My parents immigrated to the US in 1988 to fulfill their dreams of owning a home with a backyard in a neighborhood where their children could ride their bikes freely. It was challenging. They came here with nothing; my mother cleaned airplanes, while my father was a bus driver. With no college degrees of their own, my parents fought to give their children a chance for a better life. They struggled to build their legacy and reminded us daily that if we worked hard enough, we could make it anywhere. I kept that sentiment after my college graduation when I decided to leave my small town and take a chance to find success in New York City. I arrived in the middle of Times Square in 2012 with no job or apartment lined up. My early jobs varied from distributing flyers, cleaning offices, and even tagging clothes for Fashion Week.
Finding My Own Way
Life seemed uncertain, and I understood there were no guarantees. I found myself wondering many times if I had made a mistake. I struggled with how unprepared I was and the failures and missteps that followed. There is a frame on my wall today that holds my one-way ticket to NYC and a crumpled napkin I scribbled on with the basics I needed to make it: food, shelter, job, and transportation. I kept these items close each time I moved. One room I rented turned into an unsafe situation, but I couldn’t afford a new place. I ended up sleeping on the floor at one of my jobs until a friend I met through work let me stay on their couch. Then a family gave me a room in exchange for babysitting and cleaning. They didn’t let me pay rent so I could save enough for an apartment.
That period of my life was difficult and humbling, but I’m grateful to those who showed me kindness and the little things that reminded me of my mission. I looked at these trials as learning opportunities that were preparing me for a future I could not see.
When I kept getting rejections and no responses to job applications, I had to take initiative and ask for help or I wouldn’t make rent. Unfortunately, I didn’t do this right away and it took me botching a major interview, which I originally thought went well, to show that my blindspots were keeping me from advancing to the next round. At this point, I was now willing and motivated to ask for feedback. I had the drive to move forward, but I needed input on how to get to where I wanted.
The Turning Point
I emailed a staffing consultant and met with her to go over my resume and how to navigate interviews. It was terrifying to showcase my imperfections and have my interview responses and emails picked apart. I admit it didn’t feel great after the initial session, and I wasn’t getting job offers immediately. I continued to show up, despite my discomfort and embarrassment, because I wanted to achieve my goals of working and living in Manhattan. She helped me find temp jobs during the week while I babysat on the weekends. I listened to her recommendations, and eventually she called to say I landed a full-time position. I cried on the subway platform when I got the news; it was the first time I had been offered a salary.

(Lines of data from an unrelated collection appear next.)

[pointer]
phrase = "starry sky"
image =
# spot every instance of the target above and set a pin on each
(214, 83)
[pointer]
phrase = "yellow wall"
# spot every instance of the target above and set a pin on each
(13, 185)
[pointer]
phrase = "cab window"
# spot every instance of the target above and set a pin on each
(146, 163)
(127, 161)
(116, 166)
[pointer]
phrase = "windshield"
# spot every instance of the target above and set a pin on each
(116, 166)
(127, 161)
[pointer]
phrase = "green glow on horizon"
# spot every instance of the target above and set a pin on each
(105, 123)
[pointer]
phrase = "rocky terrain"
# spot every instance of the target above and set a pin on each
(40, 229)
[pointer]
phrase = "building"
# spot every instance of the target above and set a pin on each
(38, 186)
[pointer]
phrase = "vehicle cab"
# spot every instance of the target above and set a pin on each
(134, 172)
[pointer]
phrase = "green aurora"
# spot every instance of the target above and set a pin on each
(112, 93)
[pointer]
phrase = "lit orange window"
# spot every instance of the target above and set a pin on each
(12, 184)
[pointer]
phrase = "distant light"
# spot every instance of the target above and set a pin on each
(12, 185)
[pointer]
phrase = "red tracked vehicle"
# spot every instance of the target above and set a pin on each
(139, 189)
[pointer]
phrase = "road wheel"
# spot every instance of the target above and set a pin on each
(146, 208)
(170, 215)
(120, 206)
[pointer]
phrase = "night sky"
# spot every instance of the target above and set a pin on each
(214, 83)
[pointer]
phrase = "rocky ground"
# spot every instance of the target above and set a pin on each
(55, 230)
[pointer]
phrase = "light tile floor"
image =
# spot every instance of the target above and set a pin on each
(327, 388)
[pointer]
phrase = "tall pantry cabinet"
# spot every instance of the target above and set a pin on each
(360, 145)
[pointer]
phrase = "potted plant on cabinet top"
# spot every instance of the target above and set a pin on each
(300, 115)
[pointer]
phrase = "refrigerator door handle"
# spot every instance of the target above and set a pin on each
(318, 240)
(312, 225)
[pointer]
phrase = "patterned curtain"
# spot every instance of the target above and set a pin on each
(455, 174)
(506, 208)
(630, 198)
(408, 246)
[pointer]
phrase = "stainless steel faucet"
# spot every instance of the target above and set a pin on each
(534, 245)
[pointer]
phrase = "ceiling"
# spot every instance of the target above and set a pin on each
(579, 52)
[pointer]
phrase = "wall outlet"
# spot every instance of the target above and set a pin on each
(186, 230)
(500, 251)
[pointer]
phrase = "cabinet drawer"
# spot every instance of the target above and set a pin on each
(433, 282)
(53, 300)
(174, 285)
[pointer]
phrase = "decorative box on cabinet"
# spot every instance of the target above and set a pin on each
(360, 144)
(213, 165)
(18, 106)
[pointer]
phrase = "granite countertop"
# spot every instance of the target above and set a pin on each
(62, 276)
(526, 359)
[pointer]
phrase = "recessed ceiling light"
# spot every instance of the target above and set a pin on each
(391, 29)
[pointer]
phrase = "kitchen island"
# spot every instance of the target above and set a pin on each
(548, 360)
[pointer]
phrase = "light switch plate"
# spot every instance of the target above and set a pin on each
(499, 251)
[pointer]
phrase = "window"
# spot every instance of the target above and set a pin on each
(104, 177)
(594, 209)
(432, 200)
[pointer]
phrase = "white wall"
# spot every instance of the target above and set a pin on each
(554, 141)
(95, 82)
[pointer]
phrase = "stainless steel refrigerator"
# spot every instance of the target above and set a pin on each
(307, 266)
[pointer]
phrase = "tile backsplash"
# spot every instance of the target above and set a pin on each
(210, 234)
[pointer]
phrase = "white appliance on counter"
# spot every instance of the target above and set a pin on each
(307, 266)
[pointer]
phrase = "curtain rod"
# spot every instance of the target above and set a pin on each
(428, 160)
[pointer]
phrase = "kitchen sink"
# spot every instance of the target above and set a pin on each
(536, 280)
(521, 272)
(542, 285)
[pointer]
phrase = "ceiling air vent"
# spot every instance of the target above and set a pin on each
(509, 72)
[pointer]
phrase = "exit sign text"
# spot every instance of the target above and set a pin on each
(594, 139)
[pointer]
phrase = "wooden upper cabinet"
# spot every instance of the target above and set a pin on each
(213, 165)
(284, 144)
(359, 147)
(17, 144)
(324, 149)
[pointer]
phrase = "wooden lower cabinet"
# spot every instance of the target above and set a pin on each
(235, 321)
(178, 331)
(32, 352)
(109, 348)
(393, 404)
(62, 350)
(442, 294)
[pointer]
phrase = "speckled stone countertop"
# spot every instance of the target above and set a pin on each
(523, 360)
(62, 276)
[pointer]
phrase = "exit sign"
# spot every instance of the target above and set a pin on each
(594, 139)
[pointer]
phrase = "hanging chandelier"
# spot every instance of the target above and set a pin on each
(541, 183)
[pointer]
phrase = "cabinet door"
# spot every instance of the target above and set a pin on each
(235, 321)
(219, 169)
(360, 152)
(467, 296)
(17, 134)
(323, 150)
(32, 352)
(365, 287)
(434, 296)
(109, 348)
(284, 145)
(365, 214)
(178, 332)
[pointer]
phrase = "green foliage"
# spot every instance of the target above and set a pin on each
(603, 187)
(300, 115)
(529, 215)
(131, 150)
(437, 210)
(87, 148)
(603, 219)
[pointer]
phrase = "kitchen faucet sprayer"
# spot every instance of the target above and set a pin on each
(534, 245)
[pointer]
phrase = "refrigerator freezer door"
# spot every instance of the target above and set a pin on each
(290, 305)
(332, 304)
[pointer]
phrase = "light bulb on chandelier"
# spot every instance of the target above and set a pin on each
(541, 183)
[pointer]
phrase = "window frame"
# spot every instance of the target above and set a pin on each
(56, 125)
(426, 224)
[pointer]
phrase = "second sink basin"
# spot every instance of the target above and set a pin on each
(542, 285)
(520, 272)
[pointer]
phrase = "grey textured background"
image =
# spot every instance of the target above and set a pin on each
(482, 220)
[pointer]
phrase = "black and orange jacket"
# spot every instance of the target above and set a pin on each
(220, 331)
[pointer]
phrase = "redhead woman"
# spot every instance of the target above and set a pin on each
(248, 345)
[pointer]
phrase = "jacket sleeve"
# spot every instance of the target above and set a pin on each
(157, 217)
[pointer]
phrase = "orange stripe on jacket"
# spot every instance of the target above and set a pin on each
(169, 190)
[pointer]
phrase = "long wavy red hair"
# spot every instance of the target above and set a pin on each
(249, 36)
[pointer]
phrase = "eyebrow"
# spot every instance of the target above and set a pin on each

Eight years later, I’m still working in Manhattan, but my goals and struggles look different now than when I moved here. I continue to work on my strengths and my blindspots, as difficult as it can be sometimes, even if it means asking for help again. I take every opportunity to learn from others as well as offer guidance to those just starting out like I did. During hard times, we can lean into each other and lend our expertise and time to help those in need. It’s those moments when we can be of service that help us put things in perspective and focus less on what we don’t have.
Each of us will continue to face different struggles and setbacks in life, but the dreams we have for ourselves and our families push us to show up every day. The lessons we learn and the feedback we receive in the midst of it are what propel our dreams forward. Building a legacy doesn’t happen overnight; my story isn’t over yet and neither is yours. The journey itself can create incredible meaning in one’s life and for later generations. Just like for my parents, who, after 16 years, were finally able to show me and my brothers our new home with a backyard. They were happy to say they had finally made it.